ActivityNet¶
- Modality: RGB video (untrimmed YouTube videos)
- Primary Tasks: Activity recognition, temporal action detection, temporal action proposal generation
- Scale: ~20,000 untrimmed videos, 200 activity classes, ~648 hours
- License: Research use only (ActivityNet terms)
- Access: http://activity-net.org/
Summary¶
ActivityNet is a large-scale benchmark for understanding human activities in untrimmed videos. Unlike trimmed datasets (UCF-101, Kinetics), ActivityNet videos contain long temporal context with multiple activity instances per video. The dataset was collected from YouTube and annotated with temporal boundaries and activity labels. ActivityNet has driven the development of temporal action detection and proposal generation methods, and hosts an annual challenge at CVPR that tracks state-of-the-art progress.
Reference Paper¶
- Fabian Caba Heilbron, Victor Escorcia, Bernard Ghanem, Juan Carlos Niebles. "ActivityNet: A Large-Scale Video Benchmark for Human Activity Understanding." CVPR, 2015.
PDF
Benchmarks & Baselines¶
- Temporal Action Detection (mAP@0.5): BMN — 50.07% — Lin et al., ICCV 2019.
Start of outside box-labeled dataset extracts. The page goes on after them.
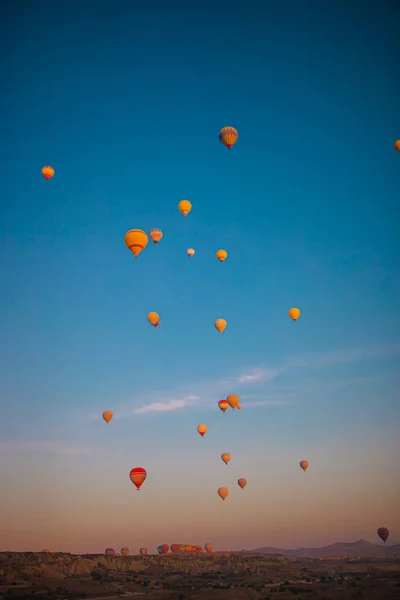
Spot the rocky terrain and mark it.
[0,552,400,600]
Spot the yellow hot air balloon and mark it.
[214,319,227,333]
[101,410,114,423]
[178,200,192,217]
[218,488,228,500]
[125,229,149,257]
[288,308,300,321]
[42,166,54,180]
[219,127,239,150]
[197,424,207,437]
[147,312,161,327]
[149,229,163,246]
[215,250,228,262]
[226,394,239,409]
[221,452,231,465]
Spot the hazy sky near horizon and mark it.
[0,0,400,553]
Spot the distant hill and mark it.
[252,540,400,558]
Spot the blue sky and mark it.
[0,0,400,552]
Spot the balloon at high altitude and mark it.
[125,229,149,258]
[214,319,228,333]
[219,127,239,150]
[101,410,114,423]
[288,308,300,321]
[226,394,239,409]
[197,424,207,437]
[376,527,389,542]
[149,229,163,246]
[42,166,54,180]
[178,200,192,217]
[221,452,231,465]
[147,312,161,328]
[215,250,228,262]
[129,467,147,491]
[218,400,229,413]
[218,488,228,500]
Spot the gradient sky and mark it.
[0,0,400,552]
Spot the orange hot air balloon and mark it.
[178,200,192,217]
[219,127,239,150]
[197,424,207,437]
[147,312,161,328]
[215,250,228,262]
[129,467,147,491]
[101,410,114,423]
[149,229,163,246]
[288,308,300,321]
[226,394,239,409]
[125,229,149,258]
[218,488,228,500]
[221,452,231,465]
[214,319,227,333]
[218,400,229,413]
[42,167,54,180]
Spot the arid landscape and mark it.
[0,540,400,600]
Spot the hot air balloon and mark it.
[215,250,228,262]
[226,394,239,409]
[376,527,389,542]
[214,319,227,333]
[219,127,239,150]
[221,452,231,465]
[42,166,54,180]
[197,424,207,437]
[218,400,229,413]
[149,229,163,246]
[125,229,149,258]
[288,308,300,321]
[101,410,114,423]
[218,488,228,500]
[178,200,192,217]
[129,467,147,491]
[147,312,161,328]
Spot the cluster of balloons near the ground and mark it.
[42,127,394,554]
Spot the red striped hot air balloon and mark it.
[129,467,147,491]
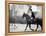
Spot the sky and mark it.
[10,4,42,18]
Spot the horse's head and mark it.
[22,13,26,18]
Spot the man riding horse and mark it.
[23,6,35,31]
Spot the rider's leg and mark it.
[25,24,28,31]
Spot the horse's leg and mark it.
[35,24,38,31]
[25,24,28,31]
[29,24,34,31]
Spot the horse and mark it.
[22,13,35,31]
[22,12,42,31]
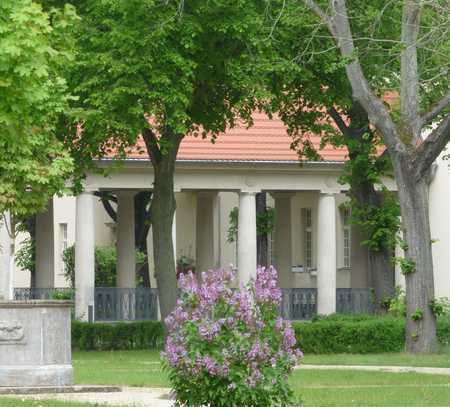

- Temporal Action Detection (mAP@0.5): ActionFormer — 54.7% — Zhang et al., ECCV 2022.
- Activity Classification (Top-1): TSN — 89.0% — Wang et al., ECCV 2016.
- Standard evaluation uses ActivityNet v1.3 with official train/val/test splits; test labels are held out for challenge submission.
Tooling & Ecosystem¶
- ActivityNet Challenge hosts annual competitions with evaluation servers.
- MMAction2 supports temporal action detection on ActivityNet.
- ActivityNet Utils provides evaluation tools and download scripts.
Known Challenges¶
- YouTube video availability degrades over time; some links may be broken.
- Untrimmed videos require robust temporal boundary detection, making training more complex than on trimmed datasets.
- Activity classes have hierarchical relationships that are not fully exploited in standard benchmarks.
- Background segments dominate most videos, creating heavy class imbalance for detection tasks.
Cite¶
@inproceedings{heilbron2015activitynet,
title = {ActivityNet: A Large-Scale Video Benchmark for Human Activity Understanding},
author = {Caba Heilbron, Fabian and Escorcia, Victor and Ghanem, Bernard and Niebles, Juan Carlos},
booktitle = {IEEE Conference on Computer Vision and Pattern Recognition (CVPR)},
year = {2015}
}